Korea statutory audit thresholds for foreign-owned companies
Statutory audit thresholds in Korea determine when a foreign-owned company must undergo an external audit and strengthen its internal controls. For global groups setting up a Korean subsidiary, these thresholds can change the cost of compliance, the timeline for financial reporting, and even how you structure capital and revenue growth. This article explains how the system works, which laws apply, and how to plan your corporate structure and compliance calendar from day one.
Imagine a fast-growing Korean subsidiary that starts as a lean sales entity and becomes the regional hub within two years. The company hires quickly, signs long-term supply contracts, and begins billing globally. Suddenly, its finance team is told it has crossed a threshold and now requires a statutory audit, a board-approved internal accounting control system, and a new timeline for shareholder approvals. Many foreign executives are surprised because the rules are not the same as in the US or EU.

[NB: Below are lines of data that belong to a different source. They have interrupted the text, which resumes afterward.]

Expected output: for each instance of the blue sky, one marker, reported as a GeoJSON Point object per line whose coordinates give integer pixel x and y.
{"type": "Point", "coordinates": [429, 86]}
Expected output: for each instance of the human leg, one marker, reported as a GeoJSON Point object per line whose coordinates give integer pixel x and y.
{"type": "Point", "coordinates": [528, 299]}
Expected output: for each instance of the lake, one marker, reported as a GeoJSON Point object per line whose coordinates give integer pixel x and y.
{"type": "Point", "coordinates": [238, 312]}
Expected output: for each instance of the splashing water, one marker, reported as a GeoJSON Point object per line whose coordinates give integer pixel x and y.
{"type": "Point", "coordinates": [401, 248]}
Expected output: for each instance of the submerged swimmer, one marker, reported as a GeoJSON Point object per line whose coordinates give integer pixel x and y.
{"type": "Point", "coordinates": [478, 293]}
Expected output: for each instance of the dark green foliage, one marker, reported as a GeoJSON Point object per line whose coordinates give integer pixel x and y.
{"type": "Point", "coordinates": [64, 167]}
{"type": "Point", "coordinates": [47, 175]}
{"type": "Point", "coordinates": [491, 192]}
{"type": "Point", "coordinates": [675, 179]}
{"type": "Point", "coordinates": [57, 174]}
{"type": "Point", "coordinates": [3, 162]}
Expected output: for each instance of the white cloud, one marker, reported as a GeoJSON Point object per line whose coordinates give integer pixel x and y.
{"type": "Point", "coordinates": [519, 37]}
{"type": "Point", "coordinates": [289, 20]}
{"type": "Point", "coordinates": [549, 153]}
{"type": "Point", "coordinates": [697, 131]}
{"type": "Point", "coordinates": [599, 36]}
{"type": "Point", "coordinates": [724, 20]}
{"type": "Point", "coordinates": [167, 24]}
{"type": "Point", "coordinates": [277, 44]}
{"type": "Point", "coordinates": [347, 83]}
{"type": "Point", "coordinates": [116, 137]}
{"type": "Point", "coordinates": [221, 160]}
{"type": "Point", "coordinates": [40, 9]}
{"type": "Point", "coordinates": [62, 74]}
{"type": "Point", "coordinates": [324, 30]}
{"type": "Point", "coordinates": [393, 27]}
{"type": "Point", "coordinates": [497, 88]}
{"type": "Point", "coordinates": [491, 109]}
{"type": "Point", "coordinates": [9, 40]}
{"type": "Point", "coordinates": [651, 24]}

This matters because Korea’s audit regime is tied directly to the Act on External Audit of Stock Companies and the Commercial Act, with requirements that apply to both listed and large unlisted companies. Missing the transition triggers not only cost and timing problems but also reputational risk with Korean banks, regulators, and potential investors.
Statutory audit thresholds in Korea: the legal framework
The primary law is the Act on External Audit of Stock Companies (commonly the “External Audit Act”). The Act requires certain corporations to undergo an annual external audit by a licensed auditor. It also mandates an internal accounting control system and specifies reporting obligations to the shareholders and the board.
For governance mechanics, the Commercial Act sets the baseline for corporate structure and the appointment of statutory auditors or audit committees. While the External Audit Act determines whether the company must be externally audited, the Commercial Act governs how oversight is structured and how directors and auditors fulfill their duties.
In practice, foreign-owned companies should track three compliance layers:
- Whether the entity is a stock company (JSC) or LLC.
- Whether it meets external audit thresholds.
- Whether it must implement and report on internal accounting controls.
Which entities are subject to external audit
The External Audit Act applies to stock companies and certain large non-listed companies based on size. The thresholds are asset- or revenue-based and are tested on the prior fiscal year’s financial statements. These thresholds are set in local currency, so foreign investors should monitor them in USD terms. As a working reference, the current threshold for mandatory external audit is often in the range of approximately USD 38 million in total assets or approximately USD 38 million in annual revenue, measured at the end of the previous fiscal year.
If a foreign-owned Korean company crosses those thresholds, it must:
- Appoint an external auditor in accordance with the External Audit Act.
- Establish an internal accounting control system and document it.
- Report the status of internal controls to the board and shareholders.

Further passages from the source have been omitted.